If I see a woman alone in a calm environment, I like to take advantage of the fact that I don’t have to be funny. In a bar, at night, if there are a lot of people around you do have to be funny.

But the truth is women don’t necessarily want that. In certain environments, you need to break through the noise, but if you look at what women want, women want the romance novel. They want a guy who is sincere, who’s vulnerable, who’s very powerful, but is also touched very deeply by something unique about a woman that only he can see.

easy seduction methods and techniques

If I saw a woman sitting down in a café and I was really struck by her, I might just walk up to her very slowly, very quietly take a breath and say, “You know, I was over there just trying to read a book, and there’s just something about you. I just had to come and say hi.” It’s very sincere, very quiet and very moving. I’ll tell you something. Women have been waiting for a man to approach them like that for their entire lives because they’ve been reading about it in romance novels and even in little fairy tale books when she was six years old. She’s been reading about the powerful man who makes himself vulnerable and is touched by the princess and I’ll tell you most women have never been approached that way in their entire life and if you do this right, it’s so amazingly powerful.

And I know it sounds a little bit cheesy maybe, it definitely sounds very simple, but I’ll tell you this takes a ton of balls to do it right, and if you do it right it really touches women. Our students tell me all the time that they do this on women who happen to be in relationships or they happened to be married or whatever and some will cry because they’re in a relationship and they’re so touched by this stranger. Other women will cry and say, “Yes, I’ll go out with you.” It’s a really powerful and the one way to understand it is really to do it.

Joseph Matthews Prefers Approaching Women During The Day

I actually prefer approaching women during the day – there’s lot less pressure. The girl’s defenses aren’t up as much and it really comes down to just being in the moment and seeing what’s going on around you like doing those situational openers that I talked about before. But the important part about day time approach is really about quickly building rapport and getting some type of bridge. And the bridge can be something that leads to a future interaction, so it could be an email address, a phone number or a Facebook profile.

So the first thing that you need to know when approaching a woman during the day is that anything is fair game. No matter where you’re at if you see a woman you want to approach, you have to be willing to approach her.
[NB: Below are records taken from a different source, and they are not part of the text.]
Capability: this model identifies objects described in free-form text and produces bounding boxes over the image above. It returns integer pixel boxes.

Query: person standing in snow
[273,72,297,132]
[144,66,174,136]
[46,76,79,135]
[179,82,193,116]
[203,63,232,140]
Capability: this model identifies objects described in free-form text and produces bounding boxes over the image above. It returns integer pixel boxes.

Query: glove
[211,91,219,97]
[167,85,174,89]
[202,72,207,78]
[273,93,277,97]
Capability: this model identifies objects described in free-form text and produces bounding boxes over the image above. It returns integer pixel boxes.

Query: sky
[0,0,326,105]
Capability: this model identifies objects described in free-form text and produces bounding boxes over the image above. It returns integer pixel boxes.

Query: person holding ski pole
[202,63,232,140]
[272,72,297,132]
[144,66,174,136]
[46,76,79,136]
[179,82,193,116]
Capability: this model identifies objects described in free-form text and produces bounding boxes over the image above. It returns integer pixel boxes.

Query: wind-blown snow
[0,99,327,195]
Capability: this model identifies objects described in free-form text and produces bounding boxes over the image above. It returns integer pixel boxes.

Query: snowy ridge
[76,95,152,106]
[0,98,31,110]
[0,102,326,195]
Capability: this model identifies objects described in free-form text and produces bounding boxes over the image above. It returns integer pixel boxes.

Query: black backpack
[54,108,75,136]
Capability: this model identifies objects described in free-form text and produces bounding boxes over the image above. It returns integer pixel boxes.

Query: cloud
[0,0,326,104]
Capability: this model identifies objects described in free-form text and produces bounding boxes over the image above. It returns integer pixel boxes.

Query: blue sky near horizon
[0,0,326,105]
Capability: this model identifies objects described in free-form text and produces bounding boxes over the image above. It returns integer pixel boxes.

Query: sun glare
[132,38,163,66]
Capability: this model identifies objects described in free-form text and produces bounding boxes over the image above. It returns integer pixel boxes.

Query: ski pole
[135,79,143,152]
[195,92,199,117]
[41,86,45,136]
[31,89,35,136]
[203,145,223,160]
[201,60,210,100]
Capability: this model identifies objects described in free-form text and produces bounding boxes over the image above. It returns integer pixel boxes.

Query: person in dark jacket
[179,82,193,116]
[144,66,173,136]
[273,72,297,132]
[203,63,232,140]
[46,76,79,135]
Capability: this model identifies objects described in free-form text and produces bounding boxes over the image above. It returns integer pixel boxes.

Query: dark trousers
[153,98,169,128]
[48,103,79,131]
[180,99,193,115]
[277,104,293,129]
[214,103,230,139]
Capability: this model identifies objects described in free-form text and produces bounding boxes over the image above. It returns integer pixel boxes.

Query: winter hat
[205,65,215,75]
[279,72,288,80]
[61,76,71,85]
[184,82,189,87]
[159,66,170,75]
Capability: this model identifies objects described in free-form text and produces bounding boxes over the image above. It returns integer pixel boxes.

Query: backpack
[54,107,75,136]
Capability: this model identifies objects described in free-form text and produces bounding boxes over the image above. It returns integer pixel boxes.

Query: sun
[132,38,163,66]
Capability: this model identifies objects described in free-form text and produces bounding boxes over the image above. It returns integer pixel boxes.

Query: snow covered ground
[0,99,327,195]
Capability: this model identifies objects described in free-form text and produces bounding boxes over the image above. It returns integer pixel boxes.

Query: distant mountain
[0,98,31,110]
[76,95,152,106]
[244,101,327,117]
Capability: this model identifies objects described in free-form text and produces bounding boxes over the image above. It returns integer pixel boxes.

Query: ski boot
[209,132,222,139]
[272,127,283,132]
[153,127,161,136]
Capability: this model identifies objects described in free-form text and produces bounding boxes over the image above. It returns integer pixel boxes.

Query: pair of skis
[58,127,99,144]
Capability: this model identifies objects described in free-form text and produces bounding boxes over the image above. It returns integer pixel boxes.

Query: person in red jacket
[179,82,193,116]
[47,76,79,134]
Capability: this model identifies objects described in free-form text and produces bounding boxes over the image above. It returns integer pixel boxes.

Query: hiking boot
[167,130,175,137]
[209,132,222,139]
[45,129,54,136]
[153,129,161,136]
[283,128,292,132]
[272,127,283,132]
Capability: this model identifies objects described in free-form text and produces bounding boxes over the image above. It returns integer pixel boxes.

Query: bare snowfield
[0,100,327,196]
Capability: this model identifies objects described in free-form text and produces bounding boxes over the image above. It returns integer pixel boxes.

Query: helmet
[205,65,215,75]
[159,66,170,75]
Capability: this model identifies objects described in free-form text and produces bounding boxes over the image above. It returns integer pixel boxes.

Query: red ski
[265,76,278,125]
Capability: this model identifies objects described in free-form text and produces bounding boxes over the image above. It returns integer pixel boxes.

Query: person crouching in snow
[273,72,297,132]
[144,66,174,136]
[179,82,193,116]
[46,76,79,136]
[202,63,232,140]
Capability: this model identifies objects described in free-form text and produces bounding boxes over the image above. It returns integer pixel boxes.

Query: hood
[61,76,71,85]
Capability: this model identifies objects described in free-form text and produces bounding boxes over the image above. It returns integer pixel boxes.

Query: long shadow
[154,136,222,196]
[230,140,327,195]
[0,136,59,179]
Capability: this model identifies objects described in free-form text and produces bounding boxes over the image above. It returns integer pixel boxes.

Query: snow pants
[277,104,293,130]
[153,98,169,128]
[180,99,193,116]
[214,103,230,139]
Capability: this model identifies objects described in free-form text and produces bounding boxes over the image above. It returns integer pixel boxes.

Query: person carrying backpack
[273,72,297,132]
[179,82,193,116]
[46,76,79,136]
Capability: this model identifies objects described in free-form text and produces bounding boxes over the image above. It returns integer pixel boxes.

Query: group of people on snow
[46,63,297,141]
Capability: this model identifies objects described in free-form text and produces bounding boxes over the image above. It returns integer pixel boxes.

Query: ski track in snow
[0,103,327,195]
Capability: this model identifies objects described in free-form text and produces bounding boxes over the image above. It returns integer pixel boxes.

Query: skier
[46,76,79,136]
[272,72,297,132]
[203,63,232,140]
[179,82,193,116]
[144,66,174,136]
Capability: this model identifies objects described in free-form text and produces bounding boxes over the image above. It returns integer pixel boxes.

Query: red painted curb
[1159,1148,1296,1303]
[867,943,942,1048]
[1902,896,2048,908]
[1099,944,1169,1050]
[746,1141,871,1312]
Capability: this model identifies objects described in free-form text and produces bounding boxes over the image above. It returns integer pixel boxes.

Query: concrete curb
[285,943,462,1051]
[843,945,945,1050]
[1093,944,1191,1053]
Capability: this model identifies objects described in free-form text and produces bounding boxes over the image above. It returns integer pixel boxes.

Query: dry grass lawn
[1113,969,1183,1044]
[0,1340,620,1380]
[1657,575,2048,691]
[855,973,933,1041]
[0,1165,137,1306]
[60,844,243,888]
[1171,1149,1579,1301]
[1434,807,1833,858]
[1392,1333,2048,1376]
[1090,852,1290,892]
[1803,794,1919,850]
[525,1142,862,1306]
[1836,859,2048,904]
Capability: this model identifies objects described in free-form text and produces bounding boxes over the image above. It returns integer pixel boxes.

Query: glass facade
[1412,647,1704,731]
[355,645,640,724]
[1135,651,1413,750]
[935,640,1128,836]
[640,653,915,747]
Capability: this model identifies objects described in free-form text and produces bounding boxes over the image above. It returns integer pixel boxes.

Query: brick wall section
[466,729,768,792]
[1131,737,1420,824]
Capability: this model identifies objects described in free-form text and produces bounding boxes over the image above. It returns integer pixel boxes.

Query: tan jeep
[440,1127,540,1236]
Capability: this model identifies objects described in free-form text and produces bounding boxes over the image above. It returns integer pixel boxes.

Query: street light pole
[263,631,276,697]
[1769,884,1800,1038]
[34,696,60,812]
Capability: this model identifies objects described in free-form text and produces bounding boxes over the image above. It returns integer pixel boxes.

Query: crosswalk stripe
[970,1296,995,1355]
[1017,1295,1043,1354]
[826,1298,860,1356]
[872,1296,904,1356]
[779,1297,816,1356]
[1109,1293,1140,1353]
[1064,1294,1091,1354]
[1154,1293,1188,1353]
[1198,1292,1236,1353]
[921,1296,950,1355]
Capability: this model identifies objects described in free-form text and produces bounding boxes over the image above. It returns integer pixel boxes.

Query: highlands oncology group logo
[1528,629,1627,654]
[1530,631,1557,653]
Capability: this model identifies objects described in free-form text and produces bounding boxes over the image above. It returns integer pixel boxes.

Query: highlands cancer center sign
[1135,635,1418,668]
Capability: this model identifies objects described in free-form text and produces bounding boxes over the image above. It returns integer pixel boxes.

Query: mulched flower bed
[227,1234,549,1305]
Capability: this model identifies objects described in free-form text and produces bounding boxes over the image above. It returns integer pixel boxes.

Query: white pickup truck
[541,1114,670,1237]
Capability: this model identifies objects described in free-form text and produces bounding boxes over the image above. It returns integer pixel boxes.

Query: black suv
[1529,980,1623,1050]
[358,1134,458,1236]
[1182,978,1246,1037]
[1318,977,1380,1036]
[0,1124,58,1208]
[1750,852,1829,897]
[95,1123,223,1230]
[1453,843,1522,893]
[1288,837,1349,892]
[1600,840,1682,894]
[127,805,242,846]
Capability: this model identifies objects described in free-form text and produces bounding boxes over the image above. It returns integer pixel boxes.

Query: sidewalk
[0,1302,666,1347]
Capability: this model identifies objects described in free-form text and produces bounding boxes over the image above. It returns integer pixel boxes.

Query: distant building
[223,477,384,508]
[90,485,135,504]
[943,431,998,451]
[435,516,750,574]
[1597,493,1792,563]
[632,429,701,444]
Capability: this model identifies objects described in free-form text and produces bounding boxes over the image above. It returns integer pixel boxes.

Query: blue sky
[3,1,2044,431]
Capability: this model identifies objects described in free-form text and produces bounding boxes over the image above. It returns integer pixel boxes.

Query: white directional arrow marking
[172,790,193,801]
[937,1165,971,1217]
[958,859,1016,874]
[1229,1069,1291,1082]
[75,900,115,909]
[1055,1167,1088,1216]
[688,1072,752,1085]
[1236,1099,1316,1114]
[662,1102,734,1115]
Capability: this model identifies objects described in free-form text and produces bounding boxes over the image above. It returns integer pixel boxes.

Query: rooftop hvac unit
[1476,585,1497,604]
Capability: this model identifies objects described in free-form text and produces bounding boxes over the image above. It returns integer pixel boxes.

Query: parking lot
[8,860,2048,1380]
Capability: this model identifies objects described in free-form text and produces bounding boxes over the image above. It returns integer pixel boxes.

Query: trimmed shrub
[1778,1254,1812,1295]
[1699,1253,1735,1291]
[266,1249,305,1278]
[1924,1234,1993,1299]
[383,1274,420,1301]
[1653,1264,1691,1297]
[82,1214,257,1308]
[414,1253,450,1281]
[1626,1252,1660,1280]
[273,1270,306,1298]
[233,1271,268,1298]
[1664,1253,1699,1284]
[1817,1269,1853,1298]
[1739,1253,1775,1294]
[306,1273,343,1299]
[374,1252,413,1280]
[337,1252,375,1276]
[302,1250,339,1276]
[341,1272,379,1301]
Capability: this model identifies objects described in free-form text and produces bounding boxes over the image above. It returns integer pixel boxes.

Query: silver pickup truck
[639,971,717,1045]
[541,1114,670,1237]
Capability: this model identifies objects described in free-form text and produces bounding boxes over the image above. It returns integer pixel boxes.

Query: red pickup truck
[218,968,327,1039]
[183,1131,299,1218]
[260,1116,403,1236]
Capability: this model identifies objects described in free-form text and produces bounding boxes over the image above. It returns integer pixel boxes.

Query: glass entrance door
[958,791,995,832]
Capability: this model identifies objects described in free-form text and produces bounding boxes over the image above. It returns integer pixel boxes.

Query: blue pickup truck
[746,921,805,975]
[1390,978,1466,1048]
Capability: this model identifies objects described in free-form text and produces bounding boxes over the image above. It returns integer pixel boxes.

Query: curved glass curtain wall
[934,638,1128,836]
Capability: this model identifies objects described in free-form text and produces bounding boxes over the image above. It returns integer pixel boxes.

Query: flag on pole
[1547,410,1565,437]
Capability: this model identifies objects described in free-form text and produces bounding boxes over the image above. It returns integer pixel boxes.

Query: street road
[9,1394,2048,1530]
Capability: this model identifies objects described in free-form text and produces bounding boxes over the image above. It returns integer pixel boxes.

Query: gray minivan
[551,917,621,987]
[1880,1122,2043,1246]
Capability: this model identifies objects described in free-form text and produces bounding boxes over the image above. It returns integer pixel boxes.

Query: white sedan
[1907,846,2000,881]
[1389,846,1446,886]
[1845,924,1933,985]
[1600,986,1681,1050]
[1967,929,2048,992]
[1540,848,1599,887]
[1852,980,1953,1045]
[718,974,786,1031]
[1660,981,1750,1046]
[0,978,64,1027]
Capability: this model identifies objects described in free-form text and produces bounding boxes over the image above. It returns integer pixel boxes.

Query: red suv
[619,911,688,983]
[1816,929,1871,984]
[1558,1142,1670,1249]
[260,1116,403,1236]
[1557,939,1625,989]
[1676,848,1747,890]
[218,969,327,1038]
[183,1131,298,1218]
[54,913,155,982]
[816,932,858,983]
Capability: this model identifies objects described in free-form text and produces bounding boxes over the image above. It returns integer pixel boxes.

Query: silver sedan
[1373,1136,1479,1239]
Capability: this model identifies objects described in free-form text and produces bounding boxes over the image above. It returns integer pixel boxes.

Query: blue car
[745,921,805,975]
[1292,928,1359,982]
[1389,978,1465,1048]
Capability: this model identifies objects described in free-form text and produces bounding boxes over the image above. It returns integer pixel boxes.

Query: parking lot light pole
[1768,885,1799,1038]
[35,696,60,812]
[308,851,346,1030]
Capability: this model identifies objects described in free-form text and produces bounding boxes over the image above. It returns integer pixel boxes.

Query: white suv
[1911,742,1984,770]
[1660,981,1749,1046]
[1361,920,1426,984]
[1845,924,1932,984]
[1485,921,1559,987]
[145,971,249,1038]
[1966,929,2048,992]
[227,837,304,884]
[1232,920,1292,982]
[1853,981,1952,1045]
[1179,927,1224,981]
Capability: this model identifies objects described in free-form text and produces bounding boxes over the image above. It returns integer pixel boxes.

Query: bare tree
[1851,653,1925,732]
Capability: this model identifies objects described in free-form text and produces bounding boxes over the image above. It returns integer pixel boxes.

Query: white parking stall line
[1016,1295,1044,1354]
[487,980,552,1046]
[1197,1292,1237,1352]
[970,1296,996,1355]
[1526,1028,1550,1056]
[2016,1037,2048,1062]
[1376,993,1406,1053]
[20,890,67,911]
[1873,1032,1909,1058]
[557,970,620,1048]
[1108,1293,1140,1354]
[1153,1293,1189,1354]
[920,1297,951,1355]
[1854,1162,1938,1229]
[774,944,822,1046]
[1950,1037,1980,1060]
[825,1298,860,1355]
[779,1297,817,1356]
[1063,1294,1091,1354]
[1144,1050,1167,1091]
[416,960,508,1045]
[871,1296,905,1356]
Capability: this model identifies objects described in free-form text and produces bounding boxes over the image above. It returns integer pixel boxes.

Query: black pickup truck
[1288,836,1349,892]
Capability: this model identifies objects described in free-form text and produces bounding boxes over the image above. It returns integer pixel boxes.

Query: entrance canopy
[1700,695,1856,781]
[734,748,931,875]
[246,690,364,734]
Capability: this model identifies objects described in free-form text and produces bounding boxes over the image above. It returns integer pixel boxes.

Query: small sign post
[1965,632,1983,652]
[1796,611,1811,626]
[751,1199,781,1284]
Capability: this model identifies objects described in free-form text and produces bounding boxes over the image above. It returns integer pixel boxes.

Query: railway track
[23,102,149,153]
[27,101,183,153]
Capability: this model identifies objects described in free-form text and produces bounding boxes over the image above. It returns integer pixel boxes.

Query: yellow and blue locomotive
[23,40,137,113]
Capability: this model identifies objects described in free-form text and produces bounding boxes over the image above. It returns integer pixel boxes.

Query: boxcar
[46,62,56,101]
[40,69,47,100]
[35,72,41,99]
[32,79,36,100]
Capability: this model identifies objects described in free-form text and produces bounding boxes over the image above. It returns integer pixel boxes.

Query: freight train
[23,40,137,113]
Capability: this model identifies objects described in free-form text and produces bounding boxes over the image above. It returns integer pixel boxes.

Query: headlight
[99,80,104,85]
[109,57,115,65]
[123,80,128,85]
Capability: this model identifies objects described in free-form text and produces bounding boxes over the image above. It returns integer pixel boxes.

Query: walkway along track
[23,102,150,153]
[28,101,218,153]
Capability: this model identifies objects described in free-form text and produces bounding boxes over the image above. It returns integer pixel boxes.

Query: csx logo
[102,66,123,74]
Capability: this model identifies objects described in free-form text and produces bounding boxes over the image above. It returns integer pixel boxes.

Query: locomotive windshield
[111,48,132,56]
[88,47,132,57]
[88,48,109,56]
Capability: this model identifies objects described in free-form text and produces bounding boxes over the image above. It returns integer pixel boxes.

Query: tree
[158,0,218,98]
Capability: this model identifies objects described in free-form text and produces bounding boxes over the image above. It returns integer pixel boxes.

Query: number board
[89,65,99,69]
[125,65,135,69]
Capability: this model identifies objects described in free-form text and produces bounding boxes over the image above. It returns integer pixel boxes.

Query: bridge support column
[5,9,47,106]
The only exception I might make with that is the workplace because some people don’t want to date people they work with.

When you do approach, you need to find something that you can comment on to get a conversation going and quickly build some level of comfort, trust, or interest, and then bridge that. If you’re at a bus stop and you don’t have a lot of time, what you need to do is build up something so she feels comfortable talking to you later and then find some way to continue that interaction at some later date.